Je félicite (scénariquement et graphiquement) donc - toujours et encore - ce cher manu pour sa facture et son génie à inventer des perso fictifs au traité unique mais au rendu si humains : la grand-mère de Nic, on pourrait croire une vrai mamy bien typée ; Yannick Noah le racketteur au look de Joey Star ; Jambonneau, heu Jean-Bruno avec sa grosse chaine et son pendentif "JB" en or ; etc…bref il est très fort quoi… ziva ! trop d'la balle.
Et puis évidemment Édukator, le super héro "d'la té-ci" au alures de batman (un peu enrobé !) qui sauve les jeune délinquants de la faute… d'orthographe et de grammaire !
Bref, si tu le lis pas édukator va t'botter les fesses et va te faire copier cent fois sur les mur de ton quartier "je m'appelle … et je n'ai pas lu nic Oumouk de Larcenet !"
Nan sérieusement, allez au moins le lire ! Vous allez passer un bon moment.

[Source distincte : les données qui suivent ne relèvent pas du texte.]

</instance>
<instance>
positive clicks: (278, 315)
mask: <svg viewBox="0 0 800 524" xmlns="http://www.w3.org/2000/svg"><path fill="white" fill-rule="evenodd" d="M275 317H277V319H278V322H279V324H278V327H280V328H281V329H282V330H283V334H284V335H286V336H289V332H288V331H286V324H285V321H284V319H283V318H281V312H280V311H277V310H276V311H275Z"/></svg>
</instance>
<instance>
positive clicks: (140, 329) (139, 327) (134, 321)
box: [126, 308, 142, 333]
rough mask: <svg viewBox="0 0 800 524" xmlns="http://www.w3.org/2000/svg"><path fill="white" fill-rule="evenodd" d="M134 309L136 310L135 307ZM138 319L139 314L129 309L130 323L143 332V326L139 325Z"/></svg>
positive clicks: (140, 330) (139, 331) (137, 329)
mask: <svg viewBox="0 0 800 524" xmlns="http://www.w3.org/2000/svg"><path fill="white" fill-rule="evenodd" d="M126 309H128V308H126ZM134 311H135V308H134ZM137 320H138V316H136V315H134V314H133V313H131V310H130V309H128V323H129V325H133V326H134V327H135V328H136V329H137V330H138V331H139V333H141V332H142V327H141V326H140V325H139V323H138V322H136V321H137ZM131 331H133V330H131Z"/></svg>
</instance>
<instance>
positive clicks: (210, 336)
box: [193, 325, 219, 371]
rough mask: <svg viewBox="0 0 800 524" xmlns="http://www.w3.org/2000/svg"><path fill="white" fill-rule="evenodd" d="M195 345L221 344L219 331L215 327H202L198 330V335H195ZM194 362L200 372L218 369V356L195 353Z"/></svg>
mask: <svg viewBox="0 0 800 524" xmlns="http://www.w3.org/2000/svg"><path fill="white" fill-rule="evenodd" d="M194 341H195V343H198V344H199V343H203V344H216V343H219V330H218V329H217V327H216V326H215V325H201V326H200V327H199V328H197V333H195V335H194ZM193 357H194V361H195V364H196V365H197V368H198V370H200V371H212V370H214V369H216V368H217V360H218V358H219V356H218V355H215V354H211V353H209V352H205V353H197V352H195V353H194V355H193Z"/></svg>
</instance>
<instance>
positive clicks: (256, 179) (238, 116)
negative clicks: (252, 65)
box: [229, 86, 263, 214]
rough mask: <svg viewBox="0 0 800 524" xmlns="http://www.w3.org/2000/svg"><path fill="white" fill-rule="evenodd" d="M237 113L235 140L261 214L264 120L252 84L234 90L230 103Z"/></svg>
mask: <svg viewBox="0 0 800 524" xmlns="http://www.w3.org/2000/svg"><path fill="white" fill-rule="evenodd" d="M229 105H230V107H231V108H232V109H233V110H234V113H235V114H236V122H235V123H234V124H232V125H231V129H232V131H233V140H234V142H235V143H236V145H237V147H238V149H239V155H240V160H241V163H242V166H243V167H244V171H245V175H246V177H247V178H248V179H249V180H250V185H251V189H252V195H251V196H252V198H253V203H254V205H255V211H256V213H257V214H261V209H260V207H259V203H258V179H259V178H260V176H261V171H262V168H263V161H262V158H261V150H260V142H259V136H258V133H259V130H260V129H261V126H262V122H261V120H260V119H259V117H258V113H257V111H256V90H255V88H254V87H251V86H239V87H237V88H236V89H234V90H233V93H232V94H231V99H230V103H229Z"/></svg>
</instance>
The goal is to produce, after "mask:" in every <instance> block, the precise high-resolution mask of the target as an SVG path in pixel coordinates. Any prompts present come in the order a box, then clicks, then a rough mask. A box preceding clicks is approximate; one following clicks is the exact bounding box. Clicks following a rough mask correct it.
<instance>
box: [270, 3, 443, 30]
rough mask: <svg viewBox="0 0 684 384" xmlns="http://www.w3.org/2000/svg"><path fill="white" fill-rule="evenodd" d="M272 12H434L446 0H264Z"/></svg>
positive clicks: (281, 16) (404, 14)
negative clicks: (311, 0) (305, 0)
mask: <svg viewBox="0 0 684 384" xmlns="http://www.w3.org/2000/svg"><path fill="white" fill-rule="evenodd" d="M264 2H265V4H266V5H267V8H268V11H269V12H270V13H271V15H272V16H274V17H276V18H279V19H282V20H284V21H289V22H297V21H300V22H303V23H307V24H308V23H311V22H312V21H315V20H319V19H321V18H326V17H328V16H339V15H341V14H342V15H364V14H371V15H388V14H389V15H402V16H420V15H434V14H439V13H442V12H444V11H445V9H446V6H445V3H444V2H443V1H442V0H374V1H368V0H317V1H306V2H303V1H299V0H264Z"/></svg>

Bon, l'ensemble reste tout de même très sympa. Le petit Nic est attendrissant, les multiples personnages secondaires assez typés.. très typés, même. L'image populaire du djeun's de banlieu.
Mais j'aurais aimé un peu de recul, derrière tout ça, une critique moderne sociale sur les difficultés de réinsertion... Mais Larcenet a prit le parti de déconner à 100% avec cet album. Attendons de voir comment va évoluer la série !
Le dessin, par contre, tend vers ce que Larcenet fait de mieux : un dessin propre et si caractéristique du trait de l'auteur, un découpage nickel... Les couleurs de B. FIndakly ne sont d'ailleurs pas en reste. Un très bel album pour tout fan de l'auteur.
Ce qui manque vraiment à ce premier tome, c'est un peu de recul, une critique sociale plus présente. Larcenet s'est assagit avec l'âge, et des chefs d'oeuvre comme Le combat Ordinaire en sont le résultat. Mais ici, c'est peut être l'acidité des débuts de l'auteur qui manque au récit.